Describing the elimination as a "remarkable achievement", the WHO said Thailand was "the first (country) with a large HIV epidemic to ensure an AIDS-free generation."
    
Belarus and Armenia were also declared free of mother-to-baby HIV transmissions today but both nations have a much lower prevalence of the virus.
    
Previously Cuba was the only other country to have eliminated mother-to-child transmission under the WHO's criteria back in July 2015.
    
The global health body said Thailand's routine screening and universal free medication for pregnant women with HIV was crucial in stopping the virus being passed to new generations.
    
If left untreated, mothers with HIV have a 15-45 percent chance of transmitting the virus to their children during pregnancy, childbirth or while breastfeeding.
    
But taking antiretroviral drugs during pregnancy significantly reduces those chances to just over one percent.

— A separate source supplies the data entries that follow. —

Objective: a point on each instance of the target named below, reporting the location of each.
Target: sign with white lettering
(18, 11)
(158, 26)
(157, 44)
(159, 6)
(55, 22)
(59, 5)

In 2000 Thailand became one of the first countries in the world to provide free antiretroviral medication to all pregnant women diagnosed with HIV.
    
Screening for the virus during pregnancy is also routine, even in the country's most remote areas, the WHO added. According to Thai government figures, the number of babies born with HIV has dropped from 1,000 in 2000 to just 85 last year, a large enough fall for the WHO to declare mother-to-child transmission over.
    
A small number of cases are taken into account, as treatment with medicine is not 100 percent effective. It is a major turnaround for Thailand. The country went from 100,000 HIV cases in 1990 to more than a million three years later, fuelled in part by its huge sex trade. Health workers initially struggled to persuade governments to act.